Pantau - Realisasi investasi di Provinsi DKI Jakarta mencapai Rp173,6 triliun pada semester I 2026 atau setara dengan 17,2 persen dari total realisasi investasi nasional, sehingga menjadikan Jakarta sebagai provinsi dengan capaian investasi terbesar di Indonesia berdasarkan data Kementerian Investasi dan Hilirisasi/Badan Koordinasi Penanaman Modal (BKPM) RI tahun 2026.

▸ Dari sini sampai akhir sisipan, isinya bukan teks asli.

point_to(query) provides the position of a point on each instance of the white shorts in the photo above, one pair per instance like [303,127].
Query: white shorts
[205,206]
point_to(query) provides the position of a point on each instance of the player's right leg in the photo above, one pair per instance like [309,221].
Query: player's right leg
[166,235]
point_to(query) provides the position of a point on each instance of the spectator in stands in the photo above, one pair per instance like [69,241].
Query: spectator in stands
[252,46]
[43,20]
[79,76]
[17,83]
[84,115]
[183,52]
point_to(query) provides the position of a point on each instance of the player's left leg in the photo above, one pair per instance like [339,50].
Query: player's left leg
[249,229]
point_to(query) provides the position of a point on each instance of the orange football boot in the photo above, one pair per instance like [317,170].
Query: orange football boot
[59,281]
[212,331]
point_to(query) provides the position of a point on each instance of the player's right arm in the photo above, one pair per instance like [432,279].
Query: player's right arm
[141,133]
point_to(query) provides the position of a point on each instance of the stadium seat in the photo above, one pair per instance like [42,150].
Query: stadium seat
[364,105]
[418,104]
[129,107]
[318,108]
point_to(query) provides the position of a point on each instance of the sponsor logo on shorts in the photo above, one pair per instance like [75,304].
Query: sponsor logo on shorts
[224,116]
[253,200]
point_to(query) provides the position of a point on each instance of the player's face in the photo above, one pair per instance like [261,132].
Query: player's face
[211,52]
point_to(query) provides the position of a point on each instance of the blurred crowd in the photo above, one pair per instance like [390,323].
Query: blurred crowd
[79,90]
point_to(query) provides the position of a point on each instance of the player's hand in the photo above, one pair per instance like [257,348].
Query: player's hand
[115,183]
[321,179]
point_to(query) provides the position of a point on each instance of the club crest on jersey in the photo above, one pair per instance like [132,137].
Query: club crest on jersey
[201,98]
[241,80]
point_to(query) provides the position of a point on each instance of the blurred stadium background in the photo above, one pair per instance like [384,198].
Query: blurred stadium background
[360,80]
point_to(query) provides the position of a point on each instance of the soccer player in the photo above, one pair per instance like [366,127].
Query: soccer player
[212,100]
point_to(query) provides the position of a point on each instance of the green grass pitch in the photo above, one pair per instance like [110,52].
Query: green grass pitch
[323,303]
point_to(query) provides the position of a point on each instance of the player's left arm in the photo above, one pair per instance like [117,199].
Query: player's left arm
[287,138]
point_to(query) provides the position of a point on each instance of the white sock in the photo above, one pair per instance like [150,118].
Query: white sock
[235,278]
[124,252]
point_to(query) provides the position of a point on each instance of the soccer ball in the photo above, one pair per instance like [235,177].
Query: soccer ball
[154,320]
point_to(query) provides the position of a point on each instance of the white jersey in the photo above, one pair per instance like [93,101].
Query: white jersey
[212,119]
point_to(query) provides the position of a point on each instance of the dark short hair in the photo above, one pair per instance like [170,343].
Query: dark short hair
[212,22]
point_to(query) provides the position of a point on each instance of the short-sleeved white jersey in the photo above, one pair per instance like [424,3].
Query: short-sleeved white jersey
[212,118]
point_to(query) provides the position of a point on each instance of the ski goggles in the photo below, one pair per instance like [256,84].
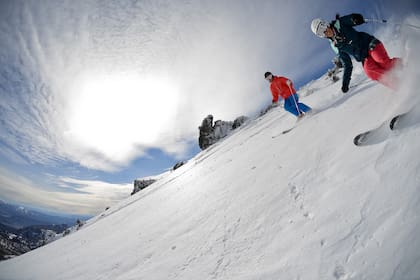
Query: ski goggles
[321,28]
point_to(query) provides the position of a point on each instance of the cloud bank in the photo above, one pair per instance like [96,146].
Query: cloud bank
[100,82]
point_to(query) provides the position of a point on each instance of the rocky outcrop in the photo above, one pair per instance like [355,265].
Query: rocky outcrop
[211,133]
[178,165]
[141,184]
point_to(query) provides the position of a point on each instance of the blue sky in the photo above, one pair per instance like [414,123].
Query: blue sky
[94,94]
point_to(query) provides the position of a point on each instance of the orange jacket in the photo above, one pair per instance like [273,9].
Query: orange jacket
[281,86]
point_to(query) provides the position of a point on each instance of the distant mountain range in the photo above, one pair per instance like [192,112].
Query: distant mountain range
[22,229]
[17,217]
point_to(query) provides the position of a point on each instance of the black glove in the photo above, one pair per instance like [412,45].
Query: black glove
[358,19]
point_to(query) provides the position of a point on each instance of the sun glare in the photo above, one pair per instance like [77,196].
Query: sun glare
[113,113]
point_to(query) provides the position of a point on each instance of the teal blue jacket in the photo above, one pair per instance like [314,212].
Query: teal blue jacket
[350,42]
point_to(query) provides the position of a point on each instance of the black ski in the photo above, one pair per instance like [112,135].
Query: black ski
[380,133]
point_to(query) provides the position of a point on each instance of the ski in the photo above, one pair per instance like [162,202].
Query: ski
[380,133]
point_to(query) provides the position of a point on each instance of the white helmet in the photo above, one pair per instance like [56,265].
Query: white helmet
[319,26]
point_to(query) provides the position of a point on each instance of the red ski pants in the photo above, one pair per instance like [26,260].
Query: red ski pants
[378,63]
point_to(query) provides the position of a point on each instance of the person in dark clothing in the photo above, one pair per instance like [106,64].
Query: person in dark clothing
[362,46]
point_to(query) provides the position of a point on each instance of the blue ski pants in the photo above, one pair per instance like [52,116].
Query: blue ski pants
[292,102]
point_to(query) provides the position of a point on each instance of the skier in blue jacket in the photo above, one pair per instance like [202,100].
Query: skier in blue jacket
[362,46]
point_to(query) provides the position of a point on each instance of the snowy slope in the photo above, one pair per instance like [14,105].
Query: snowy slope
[304,205]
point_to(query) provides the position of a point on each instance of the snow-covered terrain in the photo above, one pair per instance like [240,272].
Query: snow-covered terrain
[264,205]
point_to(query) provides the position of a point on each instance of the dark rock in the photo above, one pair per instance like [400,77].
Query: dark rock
[141,184]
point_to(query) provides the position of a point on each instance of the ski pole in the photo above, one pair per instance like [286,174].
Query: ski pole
[385,21]
[293,96]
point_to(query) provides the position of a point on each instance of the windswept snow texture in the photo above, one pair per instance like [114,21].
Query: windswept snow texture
[304,205]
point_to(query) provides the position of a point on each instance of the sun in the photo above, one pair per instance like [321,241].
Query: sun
[113,113]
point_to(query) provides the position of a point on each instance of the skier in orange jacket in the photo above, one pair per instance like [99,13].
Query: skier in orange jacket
[281,86]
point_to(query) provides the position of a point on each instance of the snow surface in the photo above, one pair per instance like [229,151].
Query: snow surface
[303,205]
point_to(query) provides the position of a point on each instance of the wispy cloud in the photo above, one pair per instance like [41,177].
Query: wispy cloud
[68,195]
[65,67]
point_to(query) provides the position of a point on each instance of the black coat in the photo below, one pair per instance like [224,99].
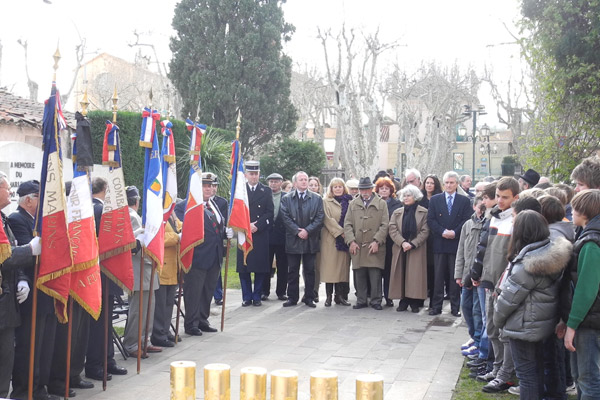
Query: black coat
[12,273]
[438,220]
[260,203]
[313,214]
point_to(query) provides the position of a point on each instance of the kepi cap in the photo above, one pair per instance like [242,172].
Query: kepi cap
[28,187]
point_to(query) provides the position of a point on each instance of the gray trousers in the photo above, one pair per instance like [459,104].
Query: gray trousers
[7,355]
[363,276]
[198,288]
[163,311]
[130,337]
[503,362]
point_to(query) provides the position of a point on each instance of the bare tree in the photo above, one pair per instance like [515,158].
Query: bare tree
[353,77]
[428,108]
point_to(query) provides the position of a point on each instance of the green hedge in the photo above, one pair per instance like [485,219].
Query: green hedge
[130,125]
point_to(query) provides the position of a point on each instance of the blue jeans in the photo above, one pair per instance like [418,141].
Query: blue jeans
[528,358]
[469,302]
[484,343]
[585,363]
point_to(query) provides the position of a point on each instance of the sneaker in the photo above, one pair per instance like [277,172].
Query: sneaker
[470,351]
[496,386]
[514,390]
[467,344]
[487,377]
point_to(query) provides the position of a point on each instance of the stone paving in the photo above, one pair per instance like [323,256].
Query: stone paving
[418,355]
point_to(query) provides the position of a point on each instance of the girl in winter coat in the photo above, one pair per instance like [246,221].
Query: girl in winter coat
[527,308]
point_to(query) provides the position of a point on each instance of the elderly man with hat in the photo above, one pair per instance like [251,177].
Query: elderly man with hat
[365,232]
[302,212]
[21,224]
[130,338]
[277,242]
[529,179]
[260,203]
[200,281]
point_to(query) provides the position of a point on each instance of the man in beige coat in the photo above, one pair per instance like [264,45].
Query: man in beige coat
[365,230]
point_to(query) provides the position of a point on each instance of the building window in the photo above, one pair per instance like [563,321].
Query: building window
[458,161]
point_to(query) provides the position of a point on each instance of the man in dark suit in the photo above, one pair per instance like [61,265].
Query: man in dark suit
[448,211]
[201,280]
[222,206]
[94,364]
[21,223]
[260,203]
[277,242]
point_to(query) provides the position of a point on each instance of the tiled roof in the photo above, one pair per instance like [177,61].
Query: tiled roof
[20,111]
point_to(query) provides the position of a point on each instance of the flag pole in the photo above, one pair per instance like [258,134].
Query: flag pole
[237,137]
[36,271]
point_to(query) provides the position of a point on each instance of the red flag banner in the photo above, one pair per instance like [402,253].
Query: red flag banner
[55,261]
[115,238]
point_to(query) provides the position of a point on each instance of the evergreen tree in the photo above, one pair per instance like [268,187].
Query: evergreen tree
[227,56]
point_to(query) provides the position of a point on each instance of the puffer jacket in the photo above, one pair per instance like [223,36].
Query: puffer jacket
[527,308]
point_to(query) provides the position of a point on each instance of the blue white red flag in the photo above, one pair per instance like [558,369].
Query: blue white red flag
[152,210]
[239,212]
[169,169]
[115,236]
[86,288]
[56,260]
[192,233]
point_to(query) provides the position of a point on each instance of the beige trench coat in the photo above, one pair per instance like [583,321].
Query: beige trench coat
[365,225]
[409,280]
[335,264]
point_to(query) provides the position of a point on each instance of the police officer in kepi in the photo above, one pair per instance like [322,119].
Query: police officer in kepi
[260,202]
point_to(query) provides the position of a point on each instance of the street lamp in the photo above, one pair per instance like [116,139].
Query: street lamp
[462,131]
[486,148]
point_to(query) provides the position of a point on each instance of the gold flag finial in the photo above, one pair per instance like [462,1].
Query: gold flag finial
[84,103]
[56,57]
[237,129]
[115,99]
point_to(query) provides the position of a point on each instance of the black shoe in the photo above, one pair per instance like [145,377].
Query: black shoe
[116,370]
[289,303]
[57,391]
[207,328]
[81,384]
[310,303]
[194,332]
[162,343]
[97,375]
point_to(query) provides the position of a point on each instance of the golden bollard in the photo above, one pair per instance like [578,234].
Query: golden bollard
[323,385]
[369,387]
[217,382]
[183,380]
[284,384]
[253,383]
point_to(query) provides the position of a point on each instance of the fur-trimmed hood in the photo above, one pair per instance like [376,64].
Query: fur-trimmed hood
[548,257]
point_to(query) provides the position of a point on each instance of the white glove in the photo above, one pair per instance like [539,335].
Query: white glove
[22,291]
[36,246]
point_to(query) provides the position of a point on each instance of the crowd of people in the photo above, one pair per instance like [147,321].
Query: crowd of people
[516,257]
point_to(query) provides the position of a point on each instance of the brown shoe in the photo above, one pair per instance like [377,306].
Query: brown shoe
[153,349]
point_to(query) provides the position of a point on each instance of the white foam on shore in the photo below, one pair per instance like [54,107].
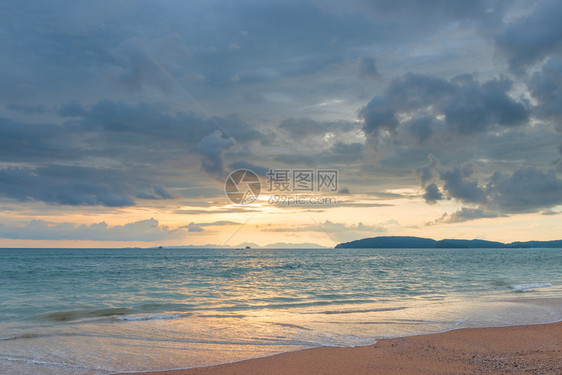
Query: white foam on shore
[149,317]
[530,287]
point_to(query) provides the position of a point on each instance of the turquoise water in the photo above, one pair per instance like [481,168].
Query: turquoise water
[97,311]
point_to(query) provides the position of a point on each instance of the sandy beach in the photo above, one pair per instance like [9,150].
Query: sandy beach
[531,349]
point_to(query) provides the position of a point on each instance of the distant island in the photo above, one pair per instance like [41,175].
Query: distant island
[394,242]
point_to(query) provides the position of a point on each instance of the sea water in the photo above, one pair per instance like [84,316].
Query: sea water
[99,311]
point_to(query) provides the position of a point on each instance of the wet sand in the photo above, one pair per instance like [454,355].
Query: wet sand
[532,349]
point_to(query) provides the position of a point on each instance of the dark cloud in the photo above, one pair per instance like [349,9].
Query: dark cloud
[212,148]
[432,194]
[259,170]
[546,87]
[533,37]
[72,109]
[427,172]
[379,118]
[67,185]
[468,107]
[459,185]
[467,214]
[525,190]
[297,129]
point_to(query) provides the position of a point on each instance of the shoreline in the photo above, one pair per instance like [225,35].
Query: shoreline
[529,349]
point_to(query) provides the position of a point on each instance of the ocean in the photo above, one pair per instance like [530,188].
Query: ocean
[100,311]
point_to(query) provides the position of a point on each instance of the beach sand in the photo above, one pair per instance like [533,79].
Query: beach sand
[533,349]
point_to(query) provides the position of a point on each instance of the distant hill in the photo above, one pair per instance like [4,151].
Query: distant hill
[395,242]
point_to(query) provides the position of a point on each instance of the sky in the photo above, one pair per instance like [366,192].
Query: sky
[120,121]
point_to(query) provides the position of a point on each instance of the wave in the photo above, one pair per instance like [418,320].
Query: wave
[361,311]
[71,315]
[151,317]
[529,287]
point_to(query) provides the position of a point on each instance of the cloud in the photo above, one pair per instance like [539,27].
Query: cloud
[459,186]
[330,227]
[466,214]
[67,185]
[145,230]
[432,194]
[367,67]
[211,148]
[198,227]
[527,189]
[546,87]
[427,172]
[466,106]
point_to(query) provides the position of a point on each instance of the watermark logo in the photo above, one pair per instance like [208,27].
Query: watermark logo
[285,187]
[242,186]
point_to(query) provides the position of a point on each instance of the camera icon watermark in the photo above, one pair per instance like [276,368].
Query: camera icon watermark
[284,187]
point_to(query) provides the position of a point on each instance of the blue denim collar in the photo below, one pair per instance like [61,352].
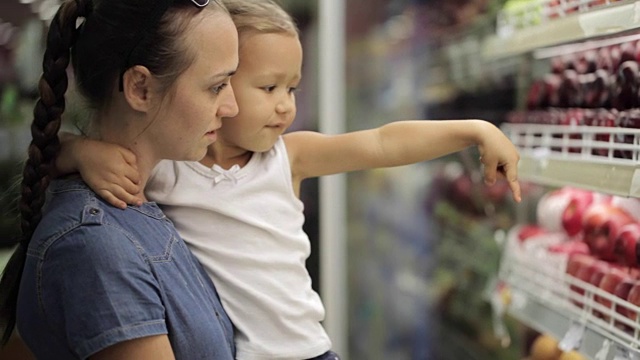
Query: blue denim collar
[150,208]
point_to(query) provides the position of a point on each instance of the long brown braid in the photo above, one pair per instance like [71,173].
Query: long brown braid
[109,24]
[42,150]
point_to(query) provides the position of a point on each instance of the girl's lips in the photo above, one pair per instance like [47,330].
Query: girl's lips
[212,135]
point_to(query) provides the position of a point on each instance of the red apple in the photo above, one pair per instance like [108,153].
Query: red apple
[576,261]
[529,230]
[586,62]
[626,245]
[557,65]
[601,224]
[589,273]
[579,202]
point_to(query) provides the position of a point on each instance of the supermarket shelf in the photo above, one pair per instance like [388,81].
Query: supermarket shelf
[542,298]
[601,177]
[545,319]
[612,19]
[564,155]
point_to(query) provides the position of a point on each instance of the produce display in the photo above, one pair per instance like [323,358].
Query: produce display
[522,14]
[592,97]
[583,249]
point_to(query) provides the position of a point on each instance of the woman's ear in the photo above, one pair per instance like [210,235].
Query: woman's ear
[137,84]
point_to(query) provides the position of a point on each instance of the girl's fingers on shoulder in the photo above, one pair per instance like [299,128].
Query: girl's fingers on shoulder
[111,199]
[128,156]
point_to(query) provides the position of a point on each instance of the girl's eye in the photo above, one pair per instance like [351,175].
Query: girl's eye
[217,89]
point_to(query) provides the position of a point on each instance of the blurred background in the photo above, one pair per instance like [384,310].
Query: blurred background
[423,243]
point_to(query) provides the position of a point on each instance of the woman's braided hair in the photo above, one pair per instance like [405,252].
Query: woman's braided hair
[43,148]
[108,24]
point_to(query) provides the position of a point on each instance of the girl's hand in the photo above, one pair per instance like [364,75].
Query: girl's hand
[109,169]
[500,159]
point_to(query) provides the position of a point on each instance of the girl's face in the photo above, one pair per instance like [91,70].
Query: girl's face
[269,73]
[189,118]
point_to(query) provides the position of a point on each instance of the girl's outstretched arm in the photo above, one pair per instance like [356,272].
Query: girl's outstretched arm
[401,143]
[109,169]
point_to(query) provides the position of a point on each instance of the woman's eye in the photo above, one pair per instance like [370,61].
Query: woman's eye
[217,89]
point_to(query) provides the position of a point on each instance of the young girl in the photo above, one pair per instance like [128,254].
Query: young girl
[238,208]
[89,280]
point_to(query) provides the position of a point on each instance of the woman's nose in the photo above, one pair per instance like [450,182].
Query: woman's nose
[229,106]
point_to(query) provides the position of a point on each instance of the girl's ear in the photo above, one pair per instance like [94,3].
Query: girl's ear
[137,88]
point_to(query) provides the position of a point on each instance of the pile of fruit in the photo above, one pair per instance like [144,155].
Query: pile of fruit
[545,347]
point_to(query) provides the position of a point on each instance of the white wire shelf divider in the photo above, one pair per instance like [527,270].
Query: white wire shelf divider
[602,159]
[548,300]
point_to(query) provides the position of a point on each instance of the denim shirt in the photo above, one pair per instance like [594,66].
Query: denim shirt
[97,275]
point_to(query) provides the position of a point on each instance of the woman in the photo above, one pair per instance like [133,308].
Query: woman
[99,281]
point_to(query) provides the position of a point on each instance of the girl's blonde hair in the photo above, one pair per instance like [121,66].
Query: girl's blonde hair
[262,16]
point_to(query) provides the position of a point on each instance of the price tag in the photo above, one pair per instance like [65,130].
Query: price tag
[604,351]
[573,338]
[622,353]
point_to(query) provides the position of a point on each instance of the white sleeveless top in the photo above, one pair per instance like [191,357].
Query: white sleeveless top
[245,227]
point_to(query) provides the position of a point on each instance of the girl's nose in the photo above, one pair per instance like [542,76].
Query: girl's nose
[287,104]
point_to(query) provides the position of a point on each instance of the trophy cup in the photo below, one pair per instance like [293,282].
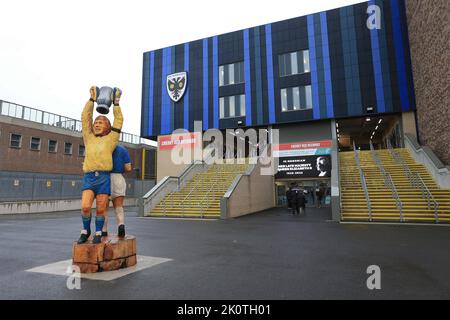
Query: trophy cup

Investasi Jakarta Dominasi Nasional
Realisasi investasi tersebut terdiri atas Penanaman Modal Dalam Negeri (PMDN) sebesar Rp106,5 triliun dan Penanaman Modal Asing (PMA) sebesar Rp67,1 triliun.
Kepala Dinas Penanaman Modal dan Pelayanan Terpadu Satu Pintu (DPMPTSP) Provinsi DKI Jakarta, Heru Hermawanto, mengatakan, “Pencapaian ini menunjukkan Jakarta tetap menjadi tujuan utama investasi di Indonesia.”
Heru menjelaskan meningkatnya kepercayaan investor merupakan hasil sinergi berbagai pihak dalam menciptakan iklim usaha yang kondusif.
Ia menambahkan kepercayaan investor juga didukung oleh arah kebijakan Pemerintah Provinsi DKI Jakarta yang menjadikan kemudahan investasi dan pelayanan publik sebagai prioritas pembangunan.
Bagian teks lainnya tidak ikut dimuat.